As a social service project in school I started reading out or did storytelling session with children and old age people in these homes where my grandma took me during the holidays. What started as a mere school project to get better grades, later, had become my obsession. I developed an inkling for storytelling. In each storytelling session, I could hear my heart’s frequency in line with that of an acoustic guitar. For me the sessions were like the sound of the guitar’s strings when plucked, I can feel the sound reverberates and is transmitted in the surrounding and produces a vibration in alignment with my body; right from my head to toe. Sometime hitting a low note of 27.5 Hz and the highest vibration at 4,186 Hz of piano, as I have heard from the musicians. I survived my teenage years with extra pocket money as I managed to get part time job with my skill in the neighbourhood libraries or in some kid’s birthday parties. I kept my passion alive throughout. Indeed, I had become the director of my stories. It was only later in my life that I realized that the element within me which I belonged to is the Storyteller!


Even during the off days, I would carve out an hour or so for the story telling session. Sometime I used to feel that I am the Doctor with a specialization in storytelling. I strongly felt that my storytelling session transmitted healing vibes to the patients; by listening to my stories, seeing and feeling my facial expression, gesture of hands, the modulation in my tone and voice. At that moment, it all made sense to me on why I heard “burp, murp or hop cop”, because I heard and imagined story in the flow and rhythm of my body, be it my heart beat, or my pulse or flipping of my eye lashes while blinking my eyes or my fingers while curving it to write, or my wavy movement of my hair or tinkling of my earrings in my ears, the pace of my breathe, my heart beating with the tunes of stories… Each movement whether internally or externally created a story for me. I have often wondered just like the expressive therapy of music and dance can there also be story telling therapy? 

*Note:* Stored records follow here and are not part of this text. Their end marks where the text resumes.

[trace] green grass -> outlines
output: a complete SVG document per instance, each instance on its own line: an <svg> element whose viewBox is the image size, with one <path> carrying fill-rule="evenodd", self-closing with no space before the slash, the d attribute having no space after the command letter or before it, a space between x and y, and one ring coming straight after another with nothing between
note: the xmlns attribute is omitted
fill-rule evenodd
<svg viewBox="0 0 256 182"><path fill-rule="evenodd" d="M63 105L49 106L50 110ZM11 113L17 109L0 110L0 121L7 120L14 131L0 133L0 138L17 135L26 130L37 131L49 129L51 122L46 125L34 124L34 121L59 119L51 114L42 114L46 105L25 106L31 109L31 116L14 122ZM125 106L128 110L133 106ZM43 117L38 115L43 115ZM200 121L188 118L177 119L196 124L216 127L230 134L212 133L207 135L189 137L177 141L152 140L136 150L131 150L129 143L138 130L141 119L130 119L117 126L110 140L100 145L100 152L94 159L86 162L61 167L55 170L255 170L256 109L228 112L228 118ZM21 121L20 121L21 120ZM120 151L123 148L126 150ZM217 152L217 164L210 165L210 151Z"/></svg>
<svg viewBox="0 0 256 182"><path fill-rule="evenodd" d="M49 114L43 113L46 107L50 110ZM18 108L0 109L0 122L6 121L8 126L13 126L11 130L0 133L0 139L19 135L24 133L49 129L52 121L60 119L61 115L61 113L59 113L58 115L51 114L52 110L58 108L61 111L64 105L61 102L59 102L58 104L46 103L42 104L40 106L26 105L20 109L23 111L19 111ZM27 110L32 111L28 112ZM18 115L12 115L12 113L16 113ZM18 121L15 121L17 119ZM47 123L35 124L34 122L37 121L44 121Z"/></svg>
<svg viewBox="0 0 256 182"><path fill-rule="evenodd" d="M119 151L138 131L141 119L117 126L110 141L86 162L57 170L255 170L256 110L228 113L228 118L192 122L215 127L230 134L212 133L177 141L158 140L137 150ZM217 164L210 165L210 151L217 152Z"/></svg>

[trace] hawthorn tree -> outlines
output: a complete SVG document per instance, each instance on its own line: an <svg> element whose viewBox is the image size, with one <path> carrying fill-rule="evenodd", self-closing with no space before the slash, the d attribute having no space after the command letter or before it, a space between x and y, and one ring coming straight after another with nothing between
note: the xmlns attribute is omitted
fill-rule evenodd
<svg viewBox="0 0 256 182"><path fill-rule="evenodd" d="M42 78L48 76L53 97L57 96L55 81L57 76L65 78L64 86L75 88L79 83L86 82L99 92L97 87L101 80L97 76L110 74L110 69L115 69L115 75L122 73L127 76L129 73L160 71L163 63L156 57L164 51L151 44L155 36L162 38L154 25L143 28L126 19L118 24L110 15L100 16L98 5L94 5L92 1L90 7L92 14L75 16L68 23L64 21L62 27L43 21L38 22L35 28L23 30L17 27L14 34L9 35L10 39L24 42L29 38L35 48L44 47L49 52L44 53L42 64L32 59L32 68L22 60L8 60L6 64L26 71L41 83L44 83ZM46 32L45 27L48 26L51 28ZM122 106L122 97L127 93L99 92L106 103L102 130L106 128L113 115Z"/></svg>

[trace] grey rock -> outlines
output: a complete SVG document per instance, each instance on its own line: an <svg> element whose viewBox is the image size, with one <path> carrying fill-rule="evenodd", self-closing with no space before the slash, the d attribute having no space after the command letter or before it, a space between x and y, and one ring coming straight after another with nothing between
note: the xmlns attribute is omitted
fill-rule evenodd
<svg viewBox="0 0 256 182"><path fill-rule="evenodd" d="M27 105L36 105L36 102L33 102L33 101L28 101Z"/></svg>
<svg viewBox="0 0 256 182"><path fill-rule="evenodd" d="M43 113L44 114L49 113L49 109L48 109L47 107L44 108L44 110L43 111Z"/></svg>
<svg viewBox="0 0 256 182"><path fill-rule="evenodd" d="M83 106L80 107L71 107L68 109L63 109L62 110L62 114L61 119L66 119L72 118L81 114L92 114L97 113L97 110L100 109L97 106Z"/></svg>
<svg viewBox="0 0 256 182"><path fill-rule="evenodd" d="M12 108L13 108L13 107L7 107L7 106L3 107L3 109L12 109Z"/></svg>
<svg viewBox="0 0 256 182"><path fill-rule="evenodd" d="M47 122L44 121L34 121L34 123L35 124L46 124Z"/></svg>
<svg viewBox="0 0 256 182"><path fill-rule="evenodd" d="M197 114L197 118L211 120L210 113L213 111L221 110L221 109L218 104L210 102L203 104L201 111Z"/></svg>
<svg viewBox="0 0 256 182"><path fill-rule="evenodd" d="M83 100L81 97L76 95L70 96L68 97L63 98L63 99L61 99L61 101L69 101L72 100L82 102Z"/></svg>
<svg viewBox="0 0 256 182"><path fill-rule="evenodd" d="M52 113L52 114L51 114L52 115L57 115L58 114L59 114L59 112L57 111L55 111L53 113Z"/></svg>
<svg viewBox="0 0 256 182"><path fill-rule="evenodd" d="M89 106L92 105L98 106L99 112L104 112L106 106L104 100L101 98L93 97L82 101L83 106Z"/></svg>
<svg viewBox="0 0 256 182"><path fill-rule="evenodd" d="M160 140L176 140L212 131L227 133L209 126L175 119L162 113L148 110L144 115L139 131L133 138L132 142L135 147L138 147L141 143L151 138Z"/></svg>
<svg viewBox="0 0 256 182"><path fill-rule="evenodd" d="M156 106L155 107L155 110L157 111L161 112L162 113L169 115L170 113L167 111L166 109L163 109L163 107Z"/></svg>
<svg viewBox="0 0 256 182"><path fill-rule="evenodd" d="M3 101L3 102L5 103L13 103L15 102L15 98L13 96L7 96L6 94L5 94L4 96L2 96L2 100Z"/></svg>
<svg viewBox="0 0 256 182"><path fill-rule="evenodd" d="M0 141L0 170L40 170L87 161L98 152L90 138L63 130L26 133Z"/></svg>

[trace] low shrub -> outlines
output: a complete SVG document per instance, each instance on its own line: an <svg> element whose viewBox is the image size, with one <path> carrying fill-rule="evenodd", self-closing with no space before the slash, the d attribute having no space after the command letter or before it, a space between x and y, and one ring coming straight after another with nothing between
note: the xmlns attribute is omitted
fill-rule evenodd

So, by so-called marriageable age, my family worried and prayed that its time I should find someone and get married. Which didn’t happen for some time, however eventually it happened and I got married. It was a great occasion with usual fun and frolic, with “aww” and “ooh” about our “made for each other pair". Of course, life did change drastically, to live and share the room, bed and cupboard with a man. The timings of my duty changed and often shifted. The night shift was abandoned forever. My story telling sessions decreased and some days I would have to rush home without the storytelling session. I can see in the kids and older people with a longing in their eyes that how they missed my antiques of storytelling. Older people, well they understood that now my life is different after marriage, with kids, of course it was bit tough. Sometimes the kids would not let me leave without making me tell at least one story. My husband initially wondered if I am really a doctor. My husband to start with, is generally an understanding person (or maybe I convinced myself that he is an understanding person), but he was not sure what I mean by storytelling person. Well, it was embarrassing for me to express what it meant and what made it more hard to express was neither had he ever asked me what I mean. The answer would simply be “well, why don’t you be like other normal doctors”.

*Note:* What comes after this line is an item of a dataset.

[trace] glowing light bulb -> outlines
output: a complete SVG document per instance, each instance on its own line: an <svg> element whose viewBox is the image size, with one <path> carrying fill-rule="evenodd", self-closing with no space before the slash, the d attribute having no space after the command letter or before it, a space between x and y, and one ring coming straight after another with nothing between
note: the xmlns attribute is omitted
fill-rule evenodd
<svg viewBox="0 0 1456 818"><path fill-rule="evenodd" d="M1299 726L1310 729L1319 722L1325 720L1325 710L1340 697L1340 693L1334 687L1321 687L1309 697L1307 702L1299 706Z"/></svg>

And this week he added, “Anyway, make sure you don’t indulge in such activities from next week”. Our parents are coming to visit us for some time”. Maybe he doesn’t has to understand, but his way of not even trying to hear me out about what and why I do, made me hear the tremor in my heart. I told myself, “It doesn’t matter, it is not necessary we all will share the same wavelength”. So, I chose to ignore his constant pinching and manipulative opinions and talks. However, little did I know that I was muting the sound of my heart, gradually?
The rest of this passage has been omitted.